The four stretcher bearers in today’s gospel join a great company of those in the gospels who disarm Jesus by imitating his life in ways that make him smile. Think of the poor widow who put two small copper coins into the Temple treasury in Jerusalem, in the story often known as the ‘widow’s mite’. Jesus commends her because she gave everything she had to the Temple, the place where Jews became reconciled with God. Likewise Jesus gave everything he had to reconcile the Jews with God. Think of the Syro-Phoenician woman who tells Jesus that ‘even the dogs under the table eat the children’s crumbs’. She reminds Jesus that there is a place in the kingdom for Gentiles. She’s the only person who ever changes Jesus’ mind, because she accepts the humiliation of speaking the truth, just as Jesus later does in Jerusalem.

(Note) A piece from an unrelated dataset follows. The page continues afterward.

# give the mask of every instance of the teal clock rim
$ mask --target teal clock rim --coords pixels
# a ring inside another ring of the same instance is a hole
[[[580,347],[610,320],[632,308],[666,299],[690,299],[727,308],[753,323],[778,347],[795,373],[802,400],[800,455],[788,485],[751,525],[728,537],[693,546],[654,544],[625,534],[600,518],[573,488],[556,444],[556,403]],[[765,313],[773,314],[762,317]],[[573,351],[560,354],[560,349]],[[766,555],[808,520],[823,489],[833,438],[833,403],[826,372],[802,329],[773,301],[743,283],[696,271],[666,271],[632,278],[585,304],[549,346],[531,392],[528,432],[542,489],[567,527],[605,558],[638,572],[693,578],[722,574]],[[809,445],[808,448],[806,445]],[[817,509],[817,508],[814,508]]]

And think of the woman who anoints Jesus at Bethany. Jesus commends her because she alone realises he is soon to die and because her extravagance imitates the extravagance of God’s love for us in him.
This is how the Nazareth Community reads the Bible. And what we find is a call to live lives, to form communities, to make gestures that imitate the shape of Jesus’ life, so imaginatively and so straightforwardly that we make Jesus smile. That’s what the Bible inspires us to do. That’s what the Nazareth Community is for. That’s why you’re a member of the Nazareth Community.